Royal representatives filed the couple’s paperwork at a registry office in Tokyo on Tuesday morning. Photo: Kyodo via AP Images
Four years after publicly announcing their engagement, former Princess Mako of Japan has officially tied the knot with her college sweetheart, Kei Komuro.
Royal representatives filed the couple’s paperwork at a registry office in Tokyo on Tuesday morning, with little of the fanfare traditionally seen in royal weddings. Hours later, the newlyweds held a press conference for the first time since 2017.
“I am thankful from the bottom of my heart,” she said, expressing gratitude for the people who have helped and supported her in her life as she spoke to the public for the first time as a civilian, as Japanese law strips the titles of female royals who marry commoners.
For his part, Kei began his opening remarks with “I love Mako.”
“I want to spend my one life with the person I love,” he told the dozens of reporters gathered in a room they rented for the event.
The marriage registration wrapped up almost four years of media frenzy over Kei’s family, with tabloids reporting that his mother received $36,000 from her former fiancé that she did not repay. Detractors seized on the reports to paint Kei as a money grabber and questioned his motives.
The intense media scrutiny not only delayed their marriage but also contributed to Mako’s PTSD. Uncertainty loomed over the pair, but in the hours since the ink dried on their official marital papers, the couple expressed their intentions of moving on—and out of Japan.
“We will be starting a new life together. Though we’ll experience hardships of a different kind, we’d like to combine our strengths and walk this path together—just as we’ve always done,” Mako said.
After apologizing for the “trouble” caused in relation to their marriage, Kei went on to thank those who backed the couple. “The reason I’ve been able to maintain this desire of sharing my future with Mako is because of her, and the people who have supported us,” the 30-year-old Fordham Law graduate said.
To marry her college sweetheart, Mako gave up her royal title and all the perks that came with it, such as attending exclusive cultural events and meeting foreign dignitaries. Any children she may have won’t be considered part of the imperial family either. She also turned down a $1.4 million lump sum payment given to female members stripped of their status and declined the traditional royal ceremony.
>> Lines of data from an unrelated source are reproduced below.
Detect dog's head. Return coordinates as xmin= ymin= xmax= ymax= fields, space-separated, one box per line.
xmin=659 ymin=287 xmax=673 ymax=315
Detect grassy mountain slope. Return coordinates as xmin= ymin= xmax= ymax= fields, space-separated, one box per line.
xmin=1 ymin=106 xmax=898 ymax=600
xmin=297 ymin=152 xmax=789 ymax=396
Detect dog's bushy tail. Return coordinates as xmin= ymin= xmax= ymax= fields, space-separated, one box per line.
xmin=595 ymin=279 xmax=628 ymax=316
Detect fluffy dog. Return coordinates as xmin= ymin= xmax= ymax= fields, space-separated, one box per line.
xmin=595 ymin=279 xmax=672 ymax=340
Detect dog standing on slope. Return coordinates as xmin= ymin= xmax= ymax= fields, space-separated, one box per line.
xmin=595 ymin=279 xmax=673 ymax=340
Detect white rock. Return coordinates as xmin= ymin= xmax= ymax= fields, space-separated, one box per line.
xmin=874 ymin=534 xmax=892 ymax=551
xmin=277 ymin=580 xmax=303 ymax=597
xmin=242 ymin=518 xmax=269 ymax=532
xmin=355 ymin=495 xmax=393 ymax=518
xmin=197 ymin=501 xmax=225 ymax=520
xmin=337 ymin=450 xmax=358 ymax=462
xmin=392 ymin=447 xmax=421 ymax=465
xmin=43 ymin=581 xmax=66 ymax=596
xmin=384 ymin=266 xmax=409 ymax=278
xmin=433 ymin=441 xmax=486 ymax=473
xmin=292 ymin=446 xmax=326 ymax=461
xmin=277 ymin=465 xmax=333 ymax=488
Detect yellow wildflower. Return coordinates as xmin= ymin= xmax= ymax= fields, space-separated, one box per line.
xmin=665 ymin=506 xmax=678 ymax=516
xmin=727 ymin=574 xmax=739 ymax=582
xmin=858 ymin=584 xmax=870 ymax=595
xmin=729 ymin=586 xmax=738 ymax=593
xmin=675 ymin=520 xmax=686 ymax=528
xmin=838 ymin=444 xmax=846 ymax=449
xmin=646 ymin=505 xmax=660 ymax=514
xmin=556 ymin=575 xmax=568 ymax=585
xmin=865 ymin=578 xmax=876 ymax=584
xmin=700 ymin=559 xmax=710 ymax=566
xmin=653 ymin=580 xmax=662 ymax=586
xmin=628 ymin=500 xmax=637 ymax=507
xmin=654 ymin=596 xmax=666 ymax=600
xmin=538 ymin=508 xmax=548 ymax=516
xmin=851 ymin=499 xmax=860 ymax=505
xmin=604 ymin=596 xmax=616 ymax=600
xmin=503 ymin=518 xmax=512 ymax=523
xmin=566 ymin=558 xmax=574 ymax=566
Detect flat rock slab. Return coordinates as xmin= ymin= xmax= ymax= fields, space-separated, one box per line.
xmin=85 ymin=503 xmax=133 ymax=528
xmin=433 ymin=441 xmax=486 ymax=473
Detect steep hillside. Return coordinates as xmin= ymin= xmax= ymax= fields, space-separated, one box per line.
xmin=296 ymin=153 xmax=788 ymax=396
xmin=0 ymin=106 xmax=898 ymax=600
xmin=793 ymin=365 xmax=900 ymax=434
To avoid distressing questioning from the press, the couple gave written answers to five questions submitted ahead of time from reporters.
The newlyweds stated they planned to build a warm and peaceful household together, although Mako said she was worried the backlash would continue.
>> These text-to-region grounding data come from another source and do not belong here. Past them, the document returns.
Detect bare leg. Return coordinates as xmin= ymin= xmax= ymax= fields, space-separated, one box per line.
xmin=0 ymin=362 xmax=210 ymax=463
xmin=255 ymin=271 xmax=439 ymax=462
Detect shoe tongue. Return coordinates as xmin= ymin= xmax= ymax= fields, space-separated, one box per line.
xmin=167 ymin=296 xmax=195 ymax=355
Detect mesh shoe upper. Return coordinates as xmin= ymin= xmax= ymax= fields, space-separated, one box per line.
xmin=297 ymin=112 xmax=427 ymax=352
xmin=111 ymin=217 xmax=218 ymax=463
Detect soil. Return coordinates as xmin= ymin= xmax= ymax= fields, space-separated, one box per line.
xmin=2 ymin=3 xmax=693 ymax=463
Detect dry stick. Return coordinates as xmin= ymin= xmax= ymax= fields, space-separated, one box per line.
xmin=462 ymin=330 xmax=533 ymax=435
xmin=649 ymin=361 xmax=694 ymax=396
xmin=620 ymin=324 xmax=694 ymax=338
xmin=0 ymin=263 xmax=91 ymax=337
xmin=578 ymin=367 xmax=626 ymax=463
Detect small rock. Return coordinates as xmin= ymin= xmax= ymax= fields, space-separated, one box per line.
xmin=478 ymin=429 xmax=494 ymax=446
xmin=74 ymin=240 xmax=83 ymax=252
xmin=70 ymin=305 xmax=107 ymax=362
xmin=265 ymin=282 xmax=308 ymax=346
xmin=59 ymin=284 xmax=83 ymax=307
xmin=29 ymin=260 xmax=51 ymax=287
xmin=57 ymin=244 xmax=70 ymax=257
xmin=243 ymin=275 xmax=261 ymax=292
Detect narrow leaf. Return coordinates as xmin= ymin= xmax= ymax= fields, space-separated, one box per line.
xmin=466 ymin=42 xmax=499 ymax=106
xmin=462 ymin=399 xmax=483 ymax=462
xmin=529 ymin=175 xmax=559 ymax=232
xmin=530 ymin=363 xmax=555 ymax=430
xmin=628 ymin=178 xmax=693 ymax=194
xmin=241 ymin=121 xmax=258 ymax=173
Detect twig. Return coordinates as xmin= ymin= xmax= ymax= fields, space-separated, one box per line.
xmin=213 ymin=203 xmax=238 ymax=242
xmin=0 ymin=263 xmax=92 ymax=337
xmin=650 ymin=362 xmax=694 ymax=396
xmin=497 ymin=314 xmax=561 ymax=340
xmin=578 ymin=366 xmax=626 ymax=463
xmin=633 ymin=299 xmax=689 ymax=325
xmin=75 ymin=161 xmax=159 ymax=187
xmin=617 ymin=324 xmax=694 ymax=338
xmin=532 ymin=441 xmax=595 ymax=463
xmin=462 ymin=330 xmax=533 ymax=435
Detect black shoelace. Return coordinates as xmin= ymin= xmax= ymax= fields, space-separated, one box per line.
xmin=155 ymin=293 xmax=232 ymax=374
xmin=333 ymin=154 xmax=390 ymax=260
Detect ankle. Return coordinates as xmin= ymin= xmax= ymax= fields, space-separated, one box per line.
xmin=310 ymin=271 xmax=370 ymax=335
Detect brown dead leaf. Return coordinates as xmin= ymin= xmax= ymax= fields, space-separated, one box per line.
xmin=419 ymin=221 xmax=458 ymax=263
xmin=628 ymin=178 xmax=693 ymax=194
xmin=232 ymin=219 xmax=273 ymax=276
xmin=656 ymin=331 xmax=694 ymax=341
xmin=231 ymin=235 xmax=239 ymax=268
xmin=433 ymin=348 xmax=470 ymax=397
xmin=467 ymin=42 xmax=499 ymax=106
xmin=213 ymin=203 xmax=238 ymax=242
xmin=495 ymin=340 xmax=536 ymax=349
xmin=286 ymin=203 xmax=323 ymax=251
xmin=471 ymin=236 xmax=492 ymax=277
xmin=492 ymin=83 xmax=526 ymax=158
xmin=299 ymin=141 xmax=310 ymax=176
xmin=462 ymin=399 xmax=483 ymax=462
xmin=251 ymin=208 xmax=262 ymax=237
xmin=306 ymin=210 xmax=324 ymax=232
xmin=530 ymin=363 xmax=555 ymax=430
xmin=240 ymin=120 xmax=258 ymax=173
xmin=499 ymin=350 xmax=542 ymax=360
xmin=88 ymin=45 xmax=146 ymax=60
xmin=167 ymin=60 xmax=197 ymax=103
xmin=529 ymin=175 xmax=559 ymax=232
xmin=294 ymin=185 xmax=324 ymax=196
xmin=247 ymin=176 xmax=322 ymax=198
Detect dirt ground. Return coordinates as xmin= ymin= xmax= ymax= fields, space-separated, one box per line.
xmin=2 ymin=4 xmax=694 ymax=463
She also said her mental health hadn’t entirely recovered from the negative press coverage, though her husband was supporting her through such difficult times.
Though the newlyweds didn’t detail where they’d live, Japanese broadcaster NHK reported that the two planned to move into a Tokyo apartment together before moving to New York City. After graduating from law school in May, Kei has been working at a law firm in New York as a law clerk. The broadcaster added that the two would live in a single bedroom apartment, and both would have jobs to financially support themselves. Mako previously lived in the Akasaka Estate, an imperial residence in Tokyo.
In response to questions about doing a televised interview like Meghan, the Duchess of Sussex, had, the ex-princess said she had no plans to do so, and was “saddened” that her engagement was covered in Japanese media as a scandal.
“I believe the reason why our engagement became so controversial is because incorrect information was somehow taken up as if it were an undisputed fact, and it spread as a baseless story. This was a painful and sad experience, as well as a scary one,” Mako said.
But above it all, she chose love. “He’s irreplaceable,” said the former princess, now Mako Komuro.